Using `Predictive()` to make predictions based on the trained guide

Hello,
Could someone take a quick look at my code below, and see if the pred_obj.call function would return the predictions on the test set which I intend to make with myPyroModel and the trained guide?

If the code below wrongly apply the Predictive class to make predictions based on the trained guide and myPyroModel, what is the correct way to use the Predictive( ) functionality to do so?

Thank you,

optimizer_args = {'lr': 0.00015}
optimizer_3 = torch.optim.Adam
scheduler_args = {'optimizer': optimizer_3,
                          'step_size' : 1, 'gamma' : 1.5, 
                          'optim_args' : optimizer_args}
scheduler_3 = pyro.optim.StepLR(scheduler_args)
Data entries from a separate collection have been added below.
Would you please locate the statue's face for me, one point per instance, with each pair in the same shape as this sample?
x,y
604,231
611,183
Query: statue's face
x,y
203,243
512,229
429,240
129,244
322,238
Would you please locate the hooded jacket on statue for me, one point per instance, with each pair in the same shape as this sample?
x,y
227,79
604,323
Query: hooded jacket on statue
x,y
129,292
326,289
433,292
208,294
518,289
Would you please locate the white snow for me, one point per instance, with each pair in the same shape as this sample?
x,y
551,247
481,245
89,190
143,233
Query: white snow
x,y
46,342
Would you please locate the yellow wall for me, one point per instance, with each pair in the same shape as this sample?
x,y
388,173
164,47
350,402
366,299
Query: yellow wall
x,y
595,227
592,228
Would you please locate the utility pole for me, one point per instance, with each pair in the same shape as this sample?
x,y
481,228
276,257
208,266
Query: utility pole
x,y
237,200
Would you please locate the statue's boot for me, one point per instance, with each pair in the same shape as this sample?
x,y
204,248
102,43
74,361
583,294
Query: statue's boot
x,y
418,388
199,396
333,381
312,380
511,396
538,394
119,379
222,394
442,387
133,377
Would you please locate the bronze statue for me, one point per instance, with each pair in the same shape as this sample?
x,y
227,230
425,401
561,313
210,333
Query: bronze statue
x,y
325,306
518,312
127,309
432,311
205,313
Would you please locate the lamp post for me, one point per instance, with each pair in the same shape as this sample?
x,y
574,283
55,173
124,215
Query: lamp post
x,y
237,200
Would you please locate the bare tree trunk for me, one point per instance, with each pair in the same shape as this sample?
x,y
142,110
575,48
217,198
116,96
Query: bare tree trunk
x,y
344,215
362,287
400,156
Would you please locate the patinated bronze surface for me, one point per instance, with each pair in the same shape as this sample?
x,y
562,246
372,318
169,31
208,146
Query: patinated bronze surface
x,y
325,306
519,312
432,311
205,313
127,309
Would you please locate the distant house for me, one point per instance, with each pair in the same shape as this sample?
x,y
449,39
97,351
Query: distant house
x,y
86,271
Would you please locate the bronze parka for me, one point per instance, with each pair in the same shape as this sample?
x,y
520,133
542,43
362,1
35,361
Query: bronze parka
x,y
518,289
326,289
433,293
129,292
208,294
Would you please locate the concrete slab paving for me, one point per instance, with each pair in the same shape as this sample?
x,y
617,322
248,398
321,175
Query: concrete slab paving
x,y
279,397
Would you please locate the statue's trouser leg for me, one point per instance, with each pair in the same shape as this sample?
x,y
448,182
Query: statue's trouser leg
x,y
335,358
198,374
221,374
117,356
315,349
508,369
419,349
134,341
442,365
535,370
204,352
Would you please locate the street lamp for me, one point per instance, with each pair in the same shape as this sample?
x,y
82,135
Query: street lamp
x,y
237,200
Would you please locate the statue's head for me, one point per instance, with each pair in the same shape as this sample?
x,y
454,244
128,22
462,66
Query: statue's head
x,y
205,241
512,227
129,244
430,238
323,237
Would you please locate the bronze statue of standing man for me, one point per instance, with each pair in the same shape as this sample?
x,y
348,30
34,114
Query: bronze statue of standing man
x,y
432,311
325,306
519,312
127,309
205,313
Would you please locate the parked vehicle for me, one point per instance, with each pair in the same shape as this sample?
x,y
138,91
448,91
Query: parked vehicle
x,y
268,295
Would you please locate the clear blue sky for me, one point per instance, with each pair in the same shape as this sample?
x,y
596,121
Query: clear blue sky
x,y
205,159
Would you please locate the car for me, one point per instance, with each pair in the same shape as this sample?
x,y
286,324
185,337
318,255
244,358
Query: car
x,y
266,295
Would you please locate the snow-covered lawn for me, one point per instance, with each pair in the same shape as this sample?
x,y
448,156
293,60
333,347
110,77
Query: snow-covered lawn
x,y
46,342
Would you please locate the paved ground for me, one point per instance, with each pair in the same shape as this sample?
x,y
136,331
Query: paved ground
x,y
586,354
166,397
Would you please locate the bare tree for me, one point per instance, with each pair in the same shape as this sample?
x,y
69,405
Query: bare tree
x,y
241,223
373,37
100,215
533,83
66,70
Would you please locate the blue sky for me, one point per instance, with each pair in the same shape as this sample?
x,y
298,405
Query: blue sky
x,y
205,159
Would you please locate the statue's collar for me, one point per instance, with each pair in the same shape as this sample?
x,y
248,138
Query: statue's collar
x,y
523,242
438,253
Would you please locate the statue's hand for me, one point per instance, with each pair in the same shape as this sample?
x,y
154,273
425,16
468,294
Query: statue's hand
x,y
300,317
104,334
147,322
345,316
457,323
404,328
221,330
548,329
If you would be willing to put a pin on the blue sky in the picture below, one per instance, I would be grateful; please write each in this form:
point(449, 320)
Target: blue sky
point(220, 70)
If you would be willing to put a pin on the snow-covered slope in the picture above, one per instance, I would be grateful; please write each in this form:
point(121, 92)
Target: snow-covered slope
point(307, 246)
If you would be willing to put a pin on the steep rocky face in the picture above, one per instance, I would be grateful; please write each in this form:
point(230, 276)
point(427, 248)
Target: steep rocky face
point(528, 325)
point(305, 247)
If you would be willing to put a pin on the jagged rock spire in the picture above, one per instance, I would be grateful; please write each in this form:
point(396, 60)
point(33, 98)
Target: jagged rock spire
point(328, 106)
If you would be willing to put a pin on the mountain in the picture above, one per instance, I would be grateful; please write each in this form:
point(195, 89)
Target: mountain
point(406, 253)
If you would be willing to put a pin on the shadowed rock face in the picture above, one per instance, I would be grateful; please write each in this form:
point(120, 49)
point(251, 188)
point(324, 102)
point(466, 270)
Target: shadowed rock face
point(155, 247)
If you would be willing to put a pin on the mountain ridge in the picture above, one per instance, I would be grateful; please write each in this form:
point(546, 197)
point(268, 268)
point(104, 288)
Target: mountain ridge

# create the stochastic variational inference (SVI) object.
my_svi = SVI(myPyroModel, guide, scheduler_3,
                              loss=TraceEnum_ELBO(max_plate_nesting=0))

#... train the parameters of the guide
train(num_epoch, my_svi, input)

# trying to make predictions...
myPyroModel.eval( )
pred_obj = Predictive(myPyroModel, guide=guide,
                                  num_samples = 100)

prediction = pred_obj.call(test_input)

Hi @h56cho, your code looks reasonable to me.